How the scam works:
(with video below) You are a good person and always first in helping others. One day, you decide to post your resume online on sites such as Care.com, Urban Sitter or Craigslist, looking for a job as a caretaker. Not long after publishing your resume, you receive a message from a family. They say they’re moving to your city and that they have a handicapped member in their family, whether that’s a brother without injured legs, a super old grandmother, or a paralyzed sister.
They are friendly and are willing to pay an amazing wage as they really want the best for the unfortunate person. You are on a shortlist with some other promising candidates and they want to get to know a bit more about all of you so that they can make the best decision for their family. How does the scam work?

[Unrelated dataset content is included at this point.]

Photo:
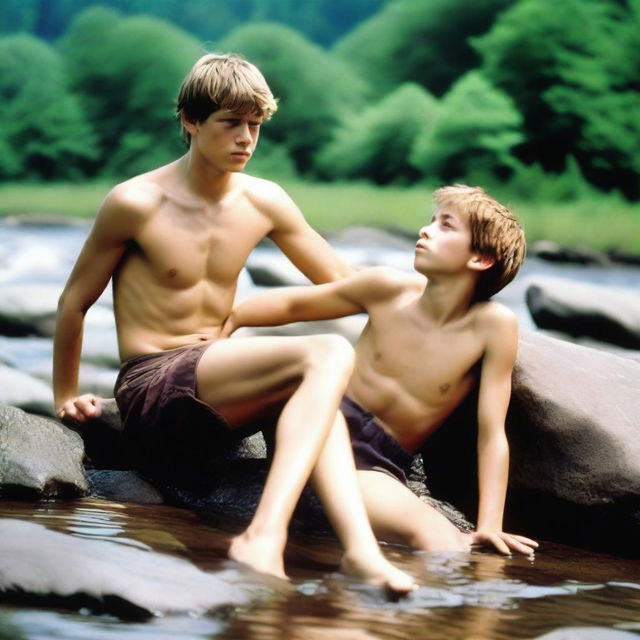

Watch the video below to see the Caregiver Scam exposed in the news, or read on.
The scam comes in two parts:
Part 1. While at the interview, they mention that you are really their first option, but they’re concerned in case you are applying for other jobs and aren’t really serious about this one. They suggest you pay a deposit, which you will get back. You really want this job as they sound like nice folks and the wage is great. Now you are really worried in case they pick someone else from their short list so you agree to pay the deposit. You’ve just been scammed, since there is no family, just the scammer.
Part 2. After earning your trust by having several phone conversations, your ’employer’ will also ask for your help in assisting locally with the purchase of a brand new wheelchair for the handicapped person, for the day when they arrive in town. They will send you a check for a couple of thousand dollars just so you can buy the wheelchair in time. As soon as you receive it and deposit the check into your account, the scammer will ask you to purchase the wheelchair from a specific company right away, which will make you send $2,000 to an unknown company. Little do you know that the check they sent you will bounce in a few business days and you’ll be in debt.
How to avoid:
Don’t ever pay for a job – the job is supposed to pay you. Never accept checks in great amounts from companies you don’t know anything about. On the other hand, companies such as Care.com urges its users to be vigilant and background check the ’employees’ extremely well.